We are set on the path to destiny when our lives run head on into the rushing river of God’s purpose. That encounter is often quite unpleasant. Human nature demands that we build a bridge over the river so we can continue walking on the sure ground of our own plans, but the call of God directs us to step in and be swept away.
Abraham stepped into it and allowed it to carry him to terrae incognitae in obedience to God’s call. It cut into Moses’ contentment in Midian. After fleeing from Egypt, he had found refuge in Midian and comfort in the arms of Zipporah, the daughter of Jethro the priest. He had arrived in Midian a stranger and ended up the son-in-law and steward of the riches of the most important man in the land! The Bible tells us “Moses was content to dwell with the man.” (Exodus 2:21).
Mary encountered it at a most inconvenient time. The journey of her life had brought the reward of marriage within her reach. She was betrothed to Joseph, a God- fearing young man of royal stock (Luke 1:27), when God asked her to accept the working of the Spirit in her womb(Luke 1:26-37/Matthew 1:18-21).
For Gideon the encounter came at the threshing floor in Ophrah while he was doing the responsible thing – making sure that his family was provided for during a time of siege.
“Go in this thy might,” the Lord told him in Judges 6:14, “and thou shalt save Israel from the hand of the Midianites: have not I sent thee?”
What might? God was talking to the wrong man. With what was he supposed to save Israel? In any case there were more urgent things for him to attend to than going on some presumptuous faith venture. He had to finish threshing and hide the wheat from the marauding Midianites.

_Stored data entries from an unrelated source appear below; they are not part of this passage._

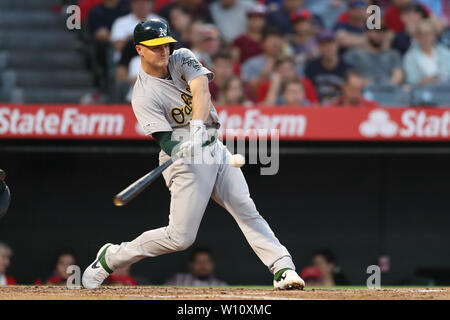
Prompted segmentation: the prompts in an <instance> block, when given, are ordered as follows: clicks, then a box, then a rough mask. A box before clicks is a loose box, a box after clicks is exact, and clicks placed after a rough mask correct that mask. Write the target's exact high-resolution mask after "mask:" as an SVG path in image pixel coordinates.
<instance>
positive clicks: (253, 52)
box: [232, 3, 266, 63]
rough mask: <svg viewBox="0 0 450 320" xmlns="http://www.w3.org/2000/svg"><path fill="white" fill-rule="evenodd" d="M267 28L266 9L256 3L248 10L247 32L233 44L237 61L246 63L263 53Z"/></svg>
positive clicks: (235, 39)
mask: <svg viewBox="0 0 450 320" xmlns="http://www.w3.org/2000/svg"><path fill="white" fill-rule="evenodd" d="M265 26H266V7H265V6H264V5H262V4H259V3H255V4H254V5H253V6H250V7H249V9H248V10H247V32H245V33H244V34H242V35H240V36H239V37H237V38H236V39H235V40H234V41H233V44H232V48H233V57H234V60H235V61H239V62H240V63H244V62H245V61H247V59H249V58H252V57H255V56H257V55H259V54H261V53H262V52H263V48H262V33H263V30H264V27H265Z"/></svg>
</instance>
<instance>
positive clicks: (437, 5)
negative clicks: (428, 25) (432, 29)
mask: <svg viewBox="0 0 450 320" xmlns="http://www.w3.org/2000/svg"><path fill="white" fill-rule="evenodd" d="M419 3H421V4H423V5H425V6H426V7H427V8H429V9H430V11H431V12H433V14H434V15H435V16H436V17H438V18H439V20H441V22H442V23H443V27H444V28H448V27H449V26H450V1H449V0H419Z"/></svg>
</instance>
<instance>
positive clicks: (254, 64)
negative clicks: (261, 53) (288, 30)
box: [241, 28, 284, 91]
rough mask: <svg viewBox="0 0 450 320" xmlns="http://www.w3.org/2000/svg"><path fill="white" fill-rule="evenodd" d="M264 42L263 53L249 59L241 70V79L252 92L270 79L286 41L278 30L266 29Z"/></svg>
mask: <svg viewBox="0 0 450 320" xmlns="http://www.w3.org/2000/svg"><path fill="white" fill-rule="evenodd" d="M262 42H263V53H262V54H260V55H258V56H255V57H253V58H250V59H248V60H247V61H246V62H245V63H244V64H243V65H242V68H241V79H242V81H243V82H244V83H245V84H248V85H249V87H250V88H251V90H252V91H255V90H256V88H257V87H258V85H259V84H260V83H261V82H263V81H264V80H267V79H268V78H269V76H270V74H271V73H272V71H273V67H274V64H275V61H276V59H277V58H278V57H279V56H280V54H281V53H282V51H283V45H284V40H283V37H282V35H281V33H280V32H279V31H278V29H271V28H268V29H266V30H265V31H264V34H263V40H262Z"/></svg>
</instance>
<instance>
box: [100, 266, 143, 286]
mask: <svg viewBox="0 0 450 320" xmlns="http://www.w3.org/2000/svg"><path fill="white" fill-rule="evenodd" d="M106 284H107V285H113V286H114V285H122V286H137V285H138V282H137V280H136V279H135V278H134V277H132V276H131V275H130V265H128V266H124V267H120V268H116V269H115V270H114V272H113V273H111V274H110V275H109V277H108V278H107V279H106Z"/></svg>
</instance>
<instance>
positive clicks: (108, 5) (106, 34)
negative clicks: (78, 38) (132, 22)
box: [88, 0, 129, 43]
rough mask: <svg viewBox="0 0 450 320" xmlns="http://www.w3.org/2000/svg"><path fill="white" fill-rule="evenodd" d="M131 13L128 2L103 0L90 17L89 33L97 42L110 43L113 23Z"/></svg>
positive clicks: (123, 0) (89, 13) (111, 0)
mask: <svg viewBox="0 0 450 320" xmlns="http://www.w3.org/2000/svg"><path fill="white" fill-rule="evenodd" d="M128 12H129V9H128V1H125V0H103V3H102V4H100V5H98V6H96V7H95V8H93V9H92V10H91V11H90V13H89V16H88V26H89V31H90V33H91V34H92V36H93V38H94V40H95V41H97V42H103V43H105V42H109V41H110V38H111V35H110V32H111V27H112V24H113V22H114V21H115V20H116V19H117V18H118V17H120V16H123V15H125V14H127V13H128Z"/></svg>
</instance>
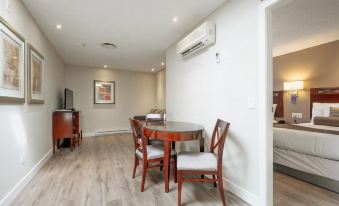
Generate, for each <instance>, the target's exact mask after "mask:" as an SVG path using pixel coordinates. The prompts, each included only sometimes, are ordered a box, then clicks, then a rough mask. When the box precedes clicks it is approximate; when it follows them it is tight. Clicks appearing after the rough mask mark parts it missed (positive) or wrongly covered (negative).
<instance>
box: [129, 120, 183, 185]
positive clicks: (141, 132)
mask: <svg viewBox="0 0 339 206" xmlns="http://www.w3.org/2000/svg"><path fill="white" fill-rule="evenodd" d="M130 123H131V126H132V132H133V140H134V148H135V155H134V168H133V178H135V173H136V169H137V167H138V165H139V160H140V161H141V162H142V163H143V164H142V181H141V192H144V190H145V189H144V188H145V180H146V172H147V170H148V169H151V168H156V167H160V168H162V167H163V162H164V145H163V144H155V145H148V138H146V137H145V136H144V133H143V129H142V125H141V123H140V122H139V121H138V120H135V119H131V118H130ZM171 157H172V159H173V179H174V181H175V182H177V171H176V161H177V153H176V151H175V150H173V149H172V150H171Z"/></svg>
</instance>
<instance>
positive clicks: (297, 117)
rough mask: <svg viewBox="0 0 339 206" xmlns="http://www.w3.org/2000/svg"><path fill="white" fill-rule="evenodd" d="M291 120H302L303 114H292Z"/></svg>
mask: <svg viewBox="0 0 339 206" xmlns="http://www.w3.org/2000/svg"><path fill="white" fill-rule="evenodd" d="M292 118H294V119H301V118H303V113H292Z"/></svg>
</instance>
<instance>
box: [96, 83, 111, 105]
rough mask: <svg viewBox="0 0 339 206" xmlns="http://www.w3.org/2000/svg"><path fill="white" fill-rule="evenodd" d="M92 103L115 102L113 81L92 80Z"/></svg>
mask: <svg viewBox="0 0 339 206" xmlns="http://www.w3.org/2000/svg"><path fill="white" fill-rule="evenodd" d="M94 104H115V81H100V80H94Z"/></svg>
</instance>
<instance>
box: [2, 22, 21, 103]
mask: <svg viewBox="0 0 339 206" xmlns="http://www.w3.org/2000/svg"><path fill="white" fill-rule="evenodd" d="M25 63H26V57H25V38H24V37H23V36H21V35H20V34H19V33H18V32H17V31H16V30H15V29H14V28H13V27H12V26H11V25H10V24H9V23H8V22H7V21H6V20H5V19H3V18H2V17H0V102H1V103H25V83H26V81H25Z"/></svg>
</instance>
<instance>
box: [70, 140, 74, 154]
mask: <svg viewBox="0 0 339 206" xmlns="http://www.w3.org/2000/svg"><path fill="white" fill-rule="evenodd" d="M70 149H71V152H73V149H74V139H73V138H71V145H70Z"/></svg>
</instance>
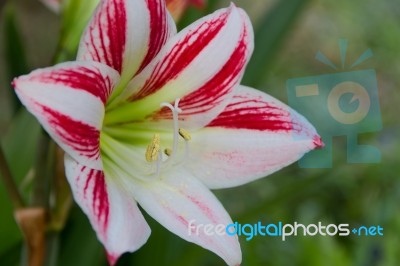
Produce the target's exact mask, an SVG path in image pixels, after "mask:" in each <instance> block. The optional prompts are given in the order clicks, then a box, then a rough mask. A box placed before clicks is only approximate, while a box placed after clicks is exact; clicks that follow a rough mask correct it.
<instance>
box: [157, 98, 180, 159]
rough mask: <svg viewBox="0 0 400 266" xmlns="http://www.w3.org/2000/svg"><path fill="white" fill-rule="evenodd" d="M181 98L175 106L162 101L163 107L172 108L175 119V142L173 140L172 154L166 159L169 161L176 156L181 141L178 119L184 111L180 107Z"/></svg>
mask: <svg viewBox="0 0 400 266" xmlns="http://www.w3.org/2000/svg"><path fill="white" fill-rule="evenodd" d="M179 101H180V99H179V98H178V99H176V100H175V104H174V106H172V104H170V103H162V104H161V107H168V108H169V109H171V112H172V119H173V120H174V136H173V142H172V154H171V156H169V157H168V159H167V160H166V161H165V163H167V162H168V161H172V160H173V159H174V158H175V156H176V155H175V154H176V153H177V150H178V141H179V120H178V114H179V113H181V112H182V110H181V109H180V108H179V107H178V105H179Z"/></svg>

The Midianites are coming. Thresh! Thresh!
Choosing the faith road is never easy. Our way often seems more responsible than God’s. In the end we settle on being good and responsible Christians who pray for God’s enabling to be more proficient wheat threshers and experts at hiding the wheat from the Midianites instead of allowing ourselves to be empowered to destroy the armies of the enemy.

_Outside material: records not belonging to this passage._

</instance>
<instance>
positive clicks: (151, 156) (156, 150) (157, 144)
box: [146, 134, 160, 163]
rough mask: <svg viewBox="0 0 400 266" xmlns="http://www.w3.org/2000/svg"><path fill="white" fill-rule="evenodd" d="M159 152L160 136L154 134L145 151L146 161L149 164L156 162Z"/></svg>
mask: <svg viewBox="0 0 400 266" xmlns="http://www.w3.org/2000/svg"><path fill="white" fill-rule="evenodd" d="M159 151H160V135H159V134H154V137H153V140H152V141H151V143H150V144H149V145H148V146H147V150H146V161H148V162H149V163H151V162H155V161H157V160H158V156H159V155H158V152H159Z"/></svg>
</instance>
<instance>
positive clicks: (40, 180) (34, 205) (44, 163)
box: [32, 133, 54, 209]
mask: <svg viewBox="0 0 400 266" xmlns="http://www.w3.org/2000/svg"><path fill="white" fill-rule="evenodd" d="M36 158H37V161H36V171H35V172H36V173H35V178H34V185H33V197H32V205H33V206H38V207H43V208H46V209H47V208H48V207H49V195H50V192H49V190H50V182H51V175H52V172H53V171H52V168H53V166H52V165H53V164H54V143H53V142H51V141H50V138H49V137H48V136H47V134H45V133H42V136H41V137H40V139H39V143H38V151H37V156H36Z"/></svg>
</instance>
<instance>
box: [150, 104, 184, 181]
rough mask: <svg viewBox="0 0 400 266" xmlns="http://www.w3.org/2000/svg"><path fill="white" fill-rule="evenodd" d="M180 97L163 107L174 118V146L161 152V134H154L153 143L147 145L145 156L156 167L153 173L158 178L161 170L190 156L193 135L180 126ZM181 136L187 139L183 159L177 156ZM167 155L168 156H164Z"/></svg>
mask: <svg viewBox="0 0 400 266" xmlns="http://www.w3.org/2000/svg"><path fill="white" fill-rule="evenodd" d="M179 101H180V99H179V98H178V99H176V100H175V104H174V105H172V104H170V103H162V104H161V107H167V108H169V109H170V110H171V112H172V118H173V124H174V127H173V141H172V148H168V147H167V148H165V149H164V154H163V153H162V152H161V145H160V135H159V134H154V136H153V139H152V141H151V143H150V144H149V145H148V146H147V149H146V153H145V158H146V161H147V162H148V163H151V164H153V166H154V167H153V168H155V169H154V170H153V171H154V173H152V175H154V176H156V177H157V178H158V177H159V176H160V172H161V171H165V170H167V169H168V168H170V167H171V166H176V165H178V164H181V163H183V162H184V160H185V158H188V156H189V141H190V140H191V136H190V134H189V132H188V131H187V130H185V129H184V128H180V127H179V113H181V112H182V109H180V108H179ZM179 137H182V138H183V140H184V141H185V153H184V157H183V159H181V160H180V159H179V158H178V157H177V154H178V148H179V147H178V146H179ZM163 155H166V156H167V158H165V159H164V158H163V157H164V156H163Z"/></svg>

God interrupts our lives to bring us into the stream of His power and to line us up with His purpose. Proverbs 19:21 tells us that the plans in a man’s heart are many, but ultimately it’s the Lord’s purpose that will prevail. He interrupts our lives to invite us to what He is committed to, and when we accept the invitation and walk in His will, He prospers our way.
Some will miss the blessing of seeing the fulfillment of His purpose as a result of dismissing the worth of the detour because of the rudeness of the invitation. Paul became one of the greatest Christian leaders of all time after being struck by a lightning bolt from heaven that left him blind for three days (Acts 9:1-9). It is easy to think that he deserved a rude invitation because he was a murderer who needed to encounter the reality of a jealous and powerful God.

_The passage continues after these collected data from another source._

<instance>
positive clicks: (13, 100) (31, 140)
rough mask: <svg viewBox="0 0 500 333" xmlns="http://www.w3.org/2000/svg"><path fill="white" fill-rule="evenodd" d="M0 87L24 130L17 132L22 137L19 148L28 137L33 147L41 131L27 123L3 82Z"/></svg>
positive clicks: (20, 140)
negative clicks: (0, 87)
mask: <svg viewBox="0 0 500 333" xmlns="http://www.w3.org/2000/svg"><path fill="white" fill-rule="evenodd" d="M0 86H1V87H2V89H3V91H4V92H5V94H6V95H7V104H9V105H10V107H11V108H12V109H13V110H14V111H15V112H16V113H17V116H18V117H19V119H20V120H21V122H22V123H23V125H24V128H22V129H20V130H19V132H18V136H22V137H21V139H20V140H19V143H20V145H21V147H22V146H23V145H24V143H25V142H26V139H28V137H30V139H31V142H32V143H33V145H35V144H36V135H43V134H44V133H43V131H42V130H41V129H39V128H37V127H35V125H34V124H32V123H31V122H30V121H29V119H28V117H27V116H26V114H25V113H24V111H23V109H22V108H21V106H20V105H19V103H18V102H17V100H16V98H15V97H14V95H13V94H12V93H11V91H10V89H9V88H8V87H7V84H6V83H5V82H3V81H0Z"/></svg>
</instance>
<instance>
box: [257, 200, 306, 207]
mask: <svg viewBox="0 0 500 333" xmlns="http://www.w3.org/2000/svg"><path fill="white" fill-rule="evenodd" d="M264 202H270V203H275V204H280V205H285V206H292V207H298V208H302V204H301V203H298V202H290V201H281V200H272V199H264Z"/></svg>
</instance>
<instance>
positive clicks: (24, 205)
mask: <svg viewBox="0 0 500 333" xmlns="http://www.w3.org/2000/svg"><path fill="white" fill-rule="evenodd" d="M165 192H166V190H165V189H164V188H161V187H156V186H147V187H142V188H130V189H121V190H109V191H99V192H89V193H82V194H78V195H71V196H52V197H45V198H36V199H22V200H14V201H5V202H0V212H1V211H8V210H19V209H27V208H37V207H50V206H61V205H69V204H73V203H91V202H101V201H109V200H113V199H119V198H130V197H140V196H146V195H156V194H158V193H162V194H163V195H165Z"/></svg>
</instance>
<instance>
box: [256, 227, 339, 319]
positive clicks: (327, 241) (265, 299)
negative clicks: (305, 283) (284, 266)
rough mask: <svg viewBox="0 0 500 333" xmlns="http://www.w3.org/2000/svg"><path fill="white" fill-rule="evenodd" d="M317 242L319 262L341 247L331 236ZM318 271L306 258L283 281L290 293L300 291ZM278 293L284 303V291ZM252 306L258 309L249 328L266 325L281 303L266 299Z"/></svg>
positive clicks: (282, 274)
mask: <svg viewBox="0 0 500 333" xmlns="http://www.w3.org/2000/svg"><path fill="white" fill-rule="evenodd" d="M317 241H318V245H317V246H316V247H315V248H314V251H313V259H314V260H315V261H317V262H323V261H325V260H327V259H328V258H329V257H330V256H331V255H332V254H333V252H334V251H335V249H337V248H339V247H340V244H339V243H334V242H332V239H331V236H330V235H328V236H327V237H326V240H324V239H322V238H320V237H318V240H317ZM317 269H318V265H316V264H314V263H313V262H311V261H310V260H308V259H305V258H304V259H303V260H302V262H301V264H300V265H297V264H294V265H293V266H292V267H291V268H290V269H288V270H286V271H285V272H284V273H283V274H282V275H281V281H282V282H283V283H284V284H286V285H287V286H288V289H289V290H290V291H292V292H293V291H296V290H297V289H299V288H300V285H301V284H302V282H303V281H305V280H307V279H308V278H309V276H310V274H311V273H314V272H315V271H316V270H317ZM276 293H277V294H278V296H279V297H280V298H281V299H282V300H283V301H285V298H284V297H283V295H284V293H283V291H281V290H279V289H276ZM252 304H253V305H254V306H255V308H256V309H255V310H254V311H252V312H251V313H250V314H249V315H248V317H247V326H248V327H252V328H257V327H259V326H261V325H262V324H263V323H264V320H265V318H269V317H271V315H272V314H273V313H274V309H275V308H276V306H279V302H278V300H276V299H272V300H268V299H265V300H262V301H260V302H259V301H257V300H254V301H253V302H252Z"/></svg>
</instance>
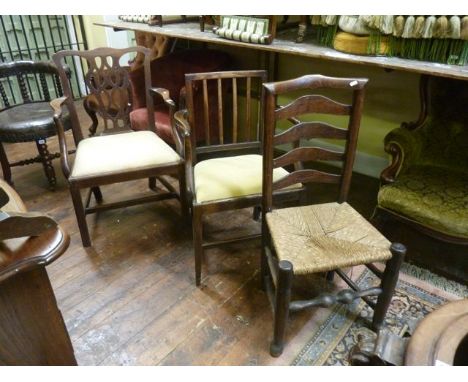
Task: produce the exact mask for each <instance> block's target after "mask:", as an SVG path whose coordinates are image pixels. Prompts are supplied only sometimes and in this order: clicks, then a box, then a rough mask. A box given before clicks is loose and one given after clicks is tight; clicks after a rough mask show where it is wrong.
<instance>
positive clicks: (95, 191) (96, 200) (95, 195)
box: [91, 187, 102, 203]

Our generation is no less set in their ways than Paul was. Where he had a passion for persecuting those who had converted to the new way, we have as much passion for self-serving lifestyles, and as much need to encounter the reality of a jealous and powerful God as he did.
Our generation’s roots are sunk too deep in the culture of the fall to hear a gentle call, or respond to a gentle nudging. We have drunk from the cup of the harlot, and are in a slumber too deep to wake from a whisper. Because of the lateness of the hour and the intensity of the battle, it would be right for him to forcefully redirect our lives for our sakes and for the sake of the cause.
Yet sometimes He will use a combination of force and gentleness, interrupting us with a forceful experience and calling us with a gentle voice, trusting that we will place enough value in the experience to respond.